A final topic concerns the importance of a Whistleblowers’ Charter. Hierarchies protect themselves from effective challenge by being able to brandish the threat of reprisal. Kingston (2007) argues that a Whistleblowers’ Charter, by negating this threat, would have reduced the likelihood of public-service failures such as the lethal blood transfusions scandal, illegal charges for long-stay institutional care, police criminality in Donegal, the PPARS health-service payroll system, and the acquiescence of the Revenue Service in the face of inappropriate demands by then-Taoiseach Charles Haughey. As noted by the whistleblower whose revelations led to the resignation of the entire Jacques Santer European Commission, “it is an illusion to think that stricter regulations and a perfect audit policy can wipe out all major irregularities… Whistle-blowing is a guarantee against the persistence of structurally endemic fraud and irregularities” (Kingston, 2007, 74).

Concluding Comments

A more competitive marketplace for ideas in the provision of policy advice – in the form of increased transparency and contestability – would afford greater opportunity for good ideas to challenge bad ones. It seems incontrovertible that policy advice would benefit if presented for advance review before a broader expert audience. The recently established Irish Fiscal Advisory Council is a step in this direction, but only in a very narrow area.

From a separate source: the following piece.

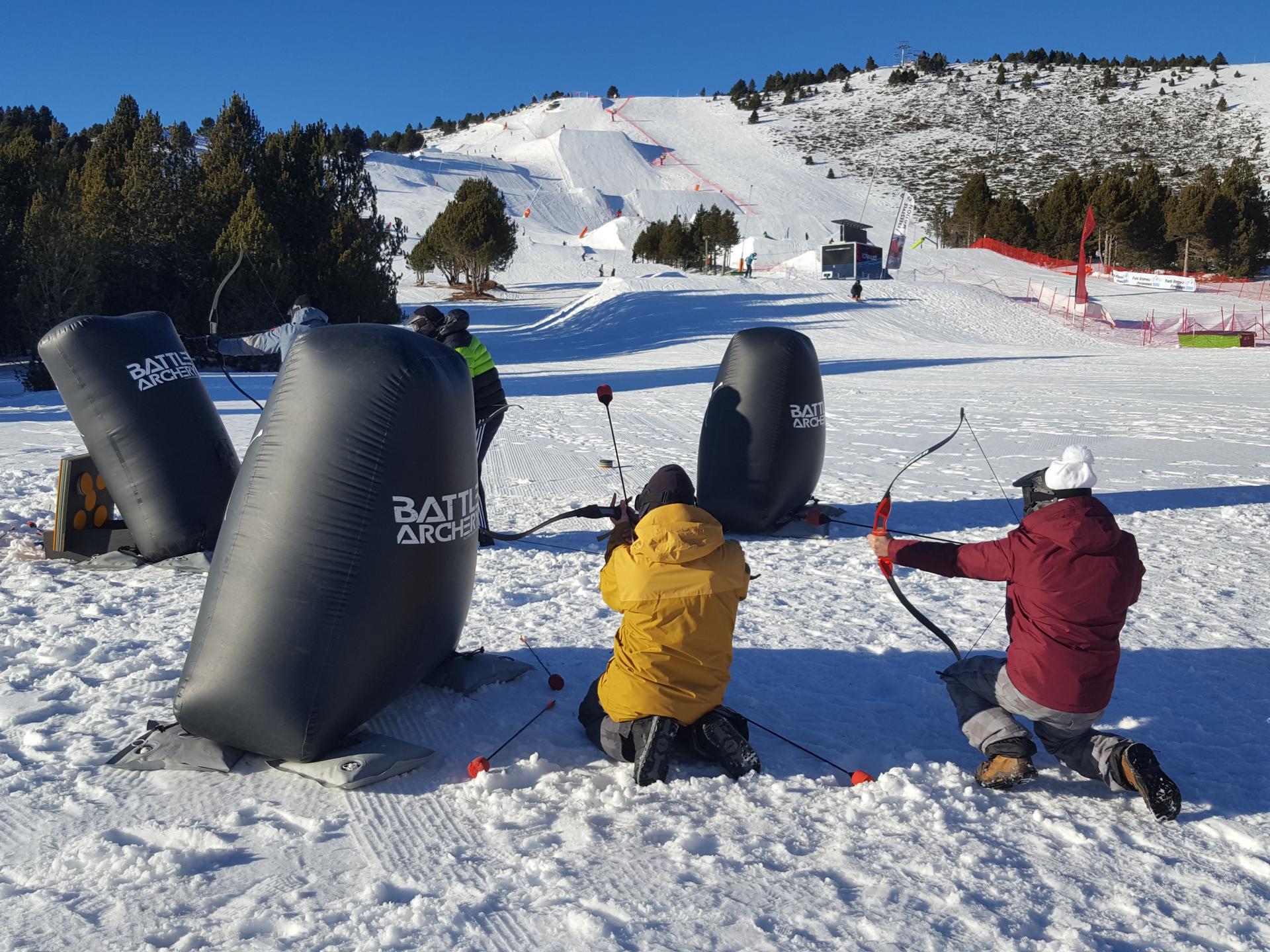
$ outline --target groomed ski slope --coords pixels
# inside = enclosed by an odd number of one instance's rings
[[[978,260],[991,270],[994,258]],[[612,456],[601,382],[617,395],[629,486],[671,461],[692,471],[726,340],[759,324],[815,343],[819,493],[847,519],[870,522],[895,471],[961,406],[1007,484],[1087,442],[1099,493],[1147,565],[1105,725],[1160,751],[1186,796],[1181,821],[1157,826],[1135,798],[1044,755],[1030,786],[975,787],[978,755],[935,677],[951,656],[897,604],[864,529],[742,539],[761,578],[728,691],[733,707],[879,778],[855,788],[762,731],[765,773],[739,783],[681,765],[638,790],[589,746],[574,711],[617,623],[596,590],[593,523],[478,565],[464,646],[531,660],[531,637],[568,682],[556,708],[470,781],[467,762],[551,697],[545,677],[469,698],[414,691],[372,726],[437,759],[357,793],[258,758],[229,777],[103,769],[147,717],[168,716],[203,580],[6,551],[0,947],[1270,947],[1262,350],[1118,348],[959,283],[872,283],[859,306],[828,282],[673,273],[512,291],[470,307],[518,405],[486,463],[500,528],[617,489],[597,467]],[[429,300],[404,289],[404,303]],[[224,378],[204,382],[241,452],[254,407]],[[241,382],[263,397],[271,378]],[[57,458],[80,440],[56,395],[0,386],[0,520],[47,523]],[[895,527],[982,539],[1013,522],[965,433],[894,493]],[[1002,598],[996,584],[900,584],[963,650]],[[1003,644],[998,617],[978,650]]]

The lack of transparency in the current system facilitates regulatory and interest-group capture. This becomes apparent only when exposed to forensic probing, typically instituted by systems failures of the type that lead to tribunals of inquiry. These failures could be averted and the flaws exposed and rectified more easily if Oireachtas scrutiny were more effective. This will be facilitated by the proposed amendment to Article 15 of the Constitution. A Whistleblowers’ Charter would further reduce the likelihood of systems failures.

The absence of clear lines of demarcation between expert advice and political decision-making allows both sides to evade responsibility, even though the traditional doctrine of the corporation sole, which vests accountability solely in the Minister, is notionally designed to avoid this possibility. Westminster-type systems have in fact moved substantially beyond the more restrictive interpretations of the doctrine over the last half-century through procedures such as committee scrutiny, government audit and freedom of information.

No less an authority than T.K. Whitaker has warned of the changed incentives that have made civil servants less independent in the provision of policy advice. Political decisions by their very nature take factors other than expert advice into account, and politicians are elected to make these decisions. Society has a right to demand that the political priorities behind such decisions be open to scrutiny.

Also problematic is the incentive to avoid attributable failure that is known to characterise public-sector organisations. This might be tackled by changes to the mandate of the public-sector Top Level Appointments Committee. The incentive structures facing consultants to the public sector might also be improved by extending the naming and shaming powers of the Comptroller and Auditor General.